If all of this seems like an awful lot of work for pharmacies—well, it is. But it’s the new reality in a world in which payment for services is increasingly linked to quality of care and outcomes. And, according to network participants speaking at the NCPA conference, in the end, patients benefit from a much higher level of care, and participating pharmacists enjoy a satisfying practice in which they feel integral to the patient care team and can see both professional and financial rewards for practising to their highest possible standards.
Time to re-calibrate
While the rise of CPESNs dominated this year’s conference, another underlying theme was the dire need for a re-calibration of the current healthcare system, which has become so centred around numbers, forms and codes that, according to some speakers, the patient has almost been forgotten. Keynote speaker Dr. Zubin Damania, AKA ZDoggMD, has become one of the country’s most popular and influential champions of healthcare reform. A second-generation physician and award-winning clinical teacher, Damania is also a comedian who has garnered a huge following for his musical parody videos that highlight serious issues in healthcare.
“The current PBM-directed system almost completely bars us from providing actual patient care,” said Damania. “It rewards speed, clicks and correctly completed paperwork over actual time spent listening to, problem-solving with and taking the very best care of our patients.” Both Damania and NCPA’s Mullins stressed that it’s time for all healthcare professionals to break out of their silos and instead, work together to push—very hard and loudly—for complete reform.
“Healthcare 2.0 is about technology. We need Healthcare 3.0,” said Damania. This new model still relies on technology; not as a tool to restrict care to narrow algorithms, but to enable real relationships between care providers and patients, and between healthcare professionals as a care team.

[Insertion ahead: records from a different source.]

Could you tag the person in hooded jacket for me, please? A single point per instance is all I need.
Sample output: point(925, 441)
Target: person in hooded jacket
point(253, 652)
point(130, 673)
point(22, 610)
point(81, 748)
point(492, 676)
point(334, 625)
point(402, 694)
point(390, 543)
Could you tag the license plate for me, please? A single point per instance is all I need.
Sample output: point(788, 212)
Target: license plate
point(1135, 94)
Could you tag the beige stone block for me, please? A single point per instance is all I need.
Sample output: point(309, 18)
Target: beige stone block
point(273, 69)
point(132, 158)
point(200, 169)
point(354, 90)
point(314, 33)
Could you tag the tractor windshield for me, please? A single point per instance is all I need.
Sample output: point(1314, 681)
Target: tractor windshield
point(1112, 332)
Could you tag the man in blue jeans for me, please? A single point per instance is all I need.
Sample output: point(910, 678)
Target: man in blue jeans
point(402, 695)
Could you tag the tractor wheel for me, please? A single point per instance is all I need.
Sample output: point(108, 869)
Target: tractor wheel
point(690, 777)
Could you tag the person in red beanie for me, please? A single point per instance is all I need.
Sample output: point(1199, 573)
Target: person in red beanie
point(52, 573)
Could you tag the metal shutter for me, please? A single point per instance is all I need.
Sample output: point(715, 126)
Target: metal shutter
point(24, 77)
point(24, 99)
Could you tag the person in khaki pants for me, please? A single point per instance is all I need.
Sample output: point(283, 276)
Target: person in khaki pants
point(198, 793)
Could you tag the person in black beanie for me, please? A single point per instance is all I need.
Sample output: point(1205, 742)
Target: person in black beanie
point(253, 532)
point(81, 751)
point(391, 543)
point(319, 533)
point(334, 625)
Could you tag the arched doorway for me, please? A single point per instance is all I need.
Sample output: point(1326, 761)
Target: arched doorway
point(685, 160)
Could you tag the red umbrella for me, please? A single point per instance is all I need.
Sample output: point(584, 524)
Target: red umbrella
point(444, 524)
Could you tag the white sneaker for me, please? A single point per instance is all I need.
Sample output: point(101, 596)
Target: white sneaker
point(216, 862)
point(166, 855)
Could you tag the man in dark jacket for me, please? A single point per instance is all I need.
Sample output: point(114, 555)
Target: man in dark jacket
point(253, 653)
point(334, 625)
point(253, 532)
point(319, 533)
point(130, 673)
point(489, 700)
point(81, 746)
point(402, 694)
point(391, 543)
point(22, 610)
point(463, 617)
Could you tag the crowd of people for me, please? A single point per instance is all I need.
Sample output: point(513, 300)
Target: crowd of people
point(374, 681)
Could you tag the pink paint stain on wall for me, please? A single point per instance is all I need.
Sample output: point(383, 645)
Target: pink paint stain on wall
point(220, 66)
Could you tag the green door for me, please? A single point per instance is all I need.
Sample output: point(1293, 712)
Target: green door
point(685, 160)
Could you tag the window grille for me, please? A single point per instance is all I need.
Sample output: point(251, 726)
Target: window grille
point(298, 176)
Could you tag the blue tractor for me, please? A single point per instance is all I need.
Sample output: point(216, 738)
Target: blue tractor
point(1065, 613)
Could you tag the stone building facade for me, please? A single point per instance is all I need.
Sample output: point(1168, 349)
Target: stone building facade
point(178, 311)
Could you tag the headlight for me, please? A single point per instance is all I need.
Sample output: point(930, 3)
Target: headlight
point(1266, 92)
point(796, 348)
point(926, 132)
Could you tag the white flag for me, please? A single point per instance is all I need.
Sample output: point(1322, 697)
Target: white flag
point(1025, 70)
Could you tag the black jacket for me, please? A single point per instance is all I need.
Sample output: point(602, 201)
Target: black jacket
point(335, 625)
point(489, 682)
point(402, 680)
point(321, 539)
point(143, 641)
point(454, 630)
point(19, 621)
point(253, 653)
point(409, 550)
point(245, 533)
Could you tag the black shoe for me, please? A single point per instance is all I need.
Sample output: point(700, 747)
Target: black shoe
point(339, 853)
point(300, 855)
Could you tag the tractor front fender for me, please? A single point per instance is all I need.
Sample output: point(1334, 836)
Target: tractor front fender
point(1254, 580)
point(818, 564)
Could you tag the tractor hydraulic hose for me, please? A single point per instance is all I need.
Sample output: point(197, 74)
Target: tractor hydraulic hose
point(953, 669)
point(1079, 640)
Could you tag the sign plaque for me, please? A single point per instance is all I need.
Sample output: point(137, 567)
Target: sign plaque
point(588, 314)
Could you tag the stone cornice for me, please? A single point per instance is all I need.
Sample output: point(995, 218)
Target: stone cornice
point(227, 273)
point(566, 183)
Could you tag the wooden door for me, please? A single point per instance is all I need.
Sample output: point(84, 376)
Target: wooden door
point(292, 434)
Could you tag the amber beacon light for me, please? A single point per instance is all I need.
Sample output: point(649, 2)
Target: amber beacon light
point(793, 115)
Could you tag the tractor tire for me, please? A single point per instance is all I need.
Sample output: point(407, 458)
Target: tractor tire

NPCA CEO Douglas Hooey echoed their sentiments the following morning. The association has launched a call to investigate the current model, in which health care is dictated by the financial goals and care guidelines of payers, in particular a few pharmacy benefit managers with a monopoly over non-public health spending. “There is an urgent desire for a new model,” said Hooey, “PBMs get in the way of providing patient care while adding absolutely no value to the system.”